日産自動車も9月にハンズオフ機能付きの自動運転「プロパイロット2.0」をスカイラインのマイナーチェンジに合わせて搭載した。渋滞時に限定せず高速走行全体で使用可能だ(一部複雑な道路除く)。ディスプレーを用いて車線変更や追い越しの提案も行う。ドライバーがハンドルについたボタンを操作し承認すれば、手を添えるだけで車線変更や追い越しが可能だ。

先進運転支援技術「プロパイロット 2.0」を搭載した新型「スカイライン」(写真:日産自動車)

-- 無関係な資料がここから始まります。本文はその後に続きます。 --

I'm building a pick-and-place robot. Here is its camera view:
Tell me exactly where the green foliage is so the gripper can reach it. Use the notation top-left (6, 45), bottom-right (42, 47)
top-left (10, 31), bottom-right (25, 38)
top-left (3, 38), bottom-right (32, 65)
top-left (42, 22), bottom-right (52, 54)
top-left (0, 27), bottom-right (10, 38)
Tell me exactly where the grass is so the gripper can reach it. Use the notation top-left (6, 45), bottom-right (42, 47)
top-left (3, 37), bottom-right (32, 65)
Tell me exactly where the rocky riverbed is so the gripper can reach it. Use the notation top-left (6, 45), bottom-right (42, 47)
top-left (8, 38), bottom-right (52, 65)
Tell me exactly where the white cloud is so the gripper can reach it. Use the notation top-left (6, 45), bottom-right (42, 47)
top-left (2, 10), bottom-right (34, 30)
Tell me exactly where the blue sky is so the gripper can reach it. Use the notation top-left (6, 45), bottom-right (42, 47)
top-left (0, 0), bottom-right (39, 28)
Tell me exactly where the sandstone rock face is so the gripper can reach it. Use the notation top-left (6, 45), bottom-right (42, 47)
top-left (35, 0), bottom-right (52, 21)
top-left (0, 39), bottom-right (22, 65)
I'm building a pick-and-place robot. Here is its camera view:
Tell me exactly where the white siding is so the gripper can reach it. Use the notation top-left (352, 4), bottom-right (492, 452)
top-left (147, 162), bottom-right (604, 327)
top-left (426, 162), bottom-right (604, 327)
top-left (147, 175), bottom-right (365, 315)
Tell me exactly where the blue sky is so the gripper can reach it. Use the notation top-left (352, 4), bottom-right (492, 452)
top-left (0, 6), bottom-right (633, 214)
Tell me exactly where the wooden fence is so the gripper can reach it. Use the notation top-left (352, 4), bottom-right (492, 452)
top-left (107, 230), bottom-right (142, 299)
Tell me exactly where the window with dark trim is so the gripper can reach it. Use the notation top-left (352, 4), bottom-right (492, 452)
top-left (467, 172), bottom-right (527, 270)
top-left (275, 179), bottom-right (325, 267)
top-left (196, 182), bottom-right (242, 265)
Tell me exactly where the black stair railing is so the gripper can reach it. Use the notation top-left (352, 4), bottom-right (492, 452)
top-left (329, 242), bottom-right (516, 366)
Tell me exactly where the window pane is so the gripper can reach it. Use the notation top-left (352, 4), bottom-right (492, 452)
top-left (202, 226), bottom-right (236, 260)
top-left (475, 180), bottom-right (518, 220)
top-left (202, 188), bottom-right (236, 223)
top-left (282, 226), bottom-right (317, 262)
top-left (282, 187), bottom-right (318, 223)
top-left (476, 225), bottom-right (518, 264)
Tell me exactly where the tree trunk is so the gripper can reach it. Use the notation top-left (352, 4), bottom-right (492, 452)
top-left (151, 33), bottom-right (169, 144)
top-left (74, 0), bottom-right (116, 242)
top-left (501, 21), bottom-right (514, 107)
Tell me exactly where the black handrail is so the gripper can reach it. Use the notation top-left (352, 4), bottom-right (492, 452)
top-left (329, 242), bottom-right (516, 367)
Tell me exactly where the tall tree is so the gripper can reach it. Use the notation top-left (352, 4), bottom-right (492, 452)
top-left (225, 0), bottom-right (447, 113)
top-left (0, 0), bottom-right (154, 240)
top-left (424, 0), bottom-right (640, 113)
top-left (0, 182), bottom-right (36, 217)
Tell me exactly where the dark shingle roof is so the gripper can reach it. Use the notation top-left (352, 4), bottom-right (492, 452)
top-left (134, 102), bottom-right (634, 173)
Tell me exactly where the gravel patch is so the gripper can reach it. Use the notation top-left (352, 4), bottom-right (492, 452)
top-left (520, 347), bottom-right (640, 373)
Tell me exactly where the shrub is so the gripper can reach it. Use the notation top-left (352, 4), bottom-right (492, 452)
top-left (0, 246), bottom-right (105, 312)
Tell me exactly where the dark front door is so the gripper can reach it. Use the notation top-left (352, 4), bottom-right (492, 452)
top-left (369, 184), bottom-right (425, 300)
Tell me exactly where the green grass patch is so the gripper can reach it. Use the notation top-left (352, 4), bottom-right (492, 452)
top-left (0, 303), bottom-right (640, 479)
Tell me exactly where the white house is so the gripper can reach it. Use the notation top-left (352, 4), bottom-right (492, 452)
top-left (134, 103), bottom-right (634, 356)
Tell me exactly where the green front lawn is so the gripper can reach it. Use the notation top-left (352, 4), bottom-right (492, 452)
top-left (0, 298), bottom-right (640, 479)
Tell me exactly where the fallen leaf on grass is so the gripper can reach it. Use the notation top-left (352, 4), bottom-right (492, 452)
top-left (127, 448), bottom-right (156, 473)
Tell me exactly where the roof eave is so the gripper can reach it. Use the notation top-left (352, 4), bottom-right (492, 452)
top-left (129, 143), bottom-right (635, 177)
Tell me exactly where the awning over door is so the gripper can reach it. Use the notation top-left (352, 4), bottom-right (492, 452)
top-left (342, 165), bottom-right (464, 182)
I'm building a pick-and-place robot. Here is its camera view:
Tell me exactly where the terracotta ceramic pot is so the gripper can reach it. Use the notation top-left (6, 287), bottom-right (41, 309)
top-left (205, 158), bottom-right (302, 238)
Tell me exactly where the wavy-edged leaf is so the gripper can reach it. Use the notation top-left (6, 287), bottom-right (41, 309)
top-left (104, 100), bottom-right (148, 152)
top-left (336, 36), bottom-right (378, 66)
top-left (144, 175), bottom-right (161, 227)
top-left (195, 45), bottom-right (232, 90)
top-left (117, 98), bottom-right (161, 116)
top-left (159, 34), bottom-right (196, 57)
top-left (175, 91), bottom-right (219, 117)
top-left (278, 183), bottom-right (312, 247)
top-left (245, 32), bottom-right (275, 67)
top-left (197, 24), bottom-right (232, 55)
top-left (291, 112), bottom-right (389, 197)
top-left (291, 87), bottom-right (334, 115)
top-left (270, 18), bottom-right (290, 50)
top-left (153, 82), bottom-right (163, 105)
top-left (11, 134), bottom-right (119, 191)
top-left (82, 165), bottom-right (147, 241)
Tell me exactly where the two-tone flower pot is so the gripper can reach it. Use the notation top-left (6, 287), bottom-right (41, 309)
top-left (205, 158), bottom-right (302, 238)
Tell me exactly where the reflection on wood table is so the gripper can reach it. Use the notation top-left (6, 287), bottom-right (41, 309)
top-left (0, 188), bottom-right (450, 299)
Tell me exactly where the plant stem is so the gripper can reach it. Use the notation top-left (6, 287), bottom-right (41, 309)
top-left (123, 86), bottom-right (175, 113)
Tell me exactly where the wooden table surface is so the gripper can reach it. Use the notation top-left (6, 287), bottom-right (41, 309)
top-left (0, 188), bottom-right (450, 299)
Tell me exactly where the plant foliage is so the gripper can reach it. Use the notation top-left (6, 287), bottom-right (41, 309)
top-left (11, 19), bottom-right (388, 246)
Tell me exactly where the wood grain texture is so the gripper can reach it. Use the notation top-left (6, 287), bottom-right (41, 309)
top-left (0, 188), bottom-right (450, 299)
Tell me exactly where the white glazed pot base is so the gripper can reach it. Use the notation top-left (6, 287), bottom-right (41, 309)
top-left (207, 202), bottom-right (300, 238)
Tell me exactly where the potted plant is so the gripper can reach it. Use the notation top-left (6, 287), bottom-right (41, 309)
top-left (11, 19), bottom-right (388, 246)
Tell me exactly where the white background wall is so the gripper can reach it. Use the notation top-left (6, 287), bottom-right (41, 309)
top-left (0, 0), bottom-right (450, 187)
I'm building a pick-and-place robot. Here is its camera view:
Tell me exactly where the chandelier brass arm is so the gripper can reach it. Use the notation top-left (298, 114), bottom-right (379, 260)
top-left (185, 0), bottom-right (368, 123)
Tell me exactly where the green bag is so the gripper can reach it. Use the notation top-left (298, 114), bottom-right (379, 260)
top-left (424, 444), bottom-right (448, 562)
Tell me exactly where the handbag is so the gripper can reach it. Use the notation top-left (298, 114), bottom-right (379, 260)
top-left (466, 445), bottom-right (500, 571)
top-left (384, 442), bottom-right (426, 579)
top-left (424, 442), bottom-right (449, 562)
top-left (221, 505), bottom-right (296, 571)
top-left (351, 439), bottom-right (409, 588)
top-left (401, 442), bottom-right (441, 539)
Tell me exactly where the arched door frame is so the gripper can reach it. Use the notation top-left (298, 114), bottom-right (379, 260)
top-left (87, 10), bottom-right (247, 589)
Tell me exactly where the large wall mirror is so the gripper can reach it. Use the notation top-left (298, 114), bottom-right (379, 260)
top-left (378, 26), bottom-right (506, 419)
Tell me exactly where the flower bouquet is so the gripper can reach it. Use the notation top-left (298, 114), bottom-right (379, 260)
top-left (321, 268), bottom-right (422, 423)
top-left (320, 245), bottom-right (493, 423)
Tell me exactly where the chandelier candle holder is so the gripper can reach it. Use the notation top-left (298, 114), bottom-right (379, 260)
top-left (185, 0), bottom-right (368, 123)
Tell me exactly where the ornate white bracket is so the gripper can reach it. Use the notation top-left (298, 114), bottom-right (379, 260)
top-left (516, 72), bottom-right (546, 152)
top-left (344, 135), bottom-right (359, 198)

BMWと日産ともに、周辺状況の把握という点においては、これまで単一距離を撮影するカメラと、精度は低いが広い範囲を感知できるミリ波レーダーを併用してきた。今回は両社とも距離や写る範囲が違う3台のカメラにミリ波レーダーを組み合わせた方法を採用した。

日産はこれに加えて高精度3Dマップデータを使用。周辺環境だけではなく、これから走る道路も把握することで車線変更や追い越し、非渋滞時の走行などが実現できるという。日産は高価格のハイブリッドモデルのみに搭載。対して、BMWは普及を目指し全グレードで標準装備、価格を抑えるために高精度3Dマップ導入を見送った。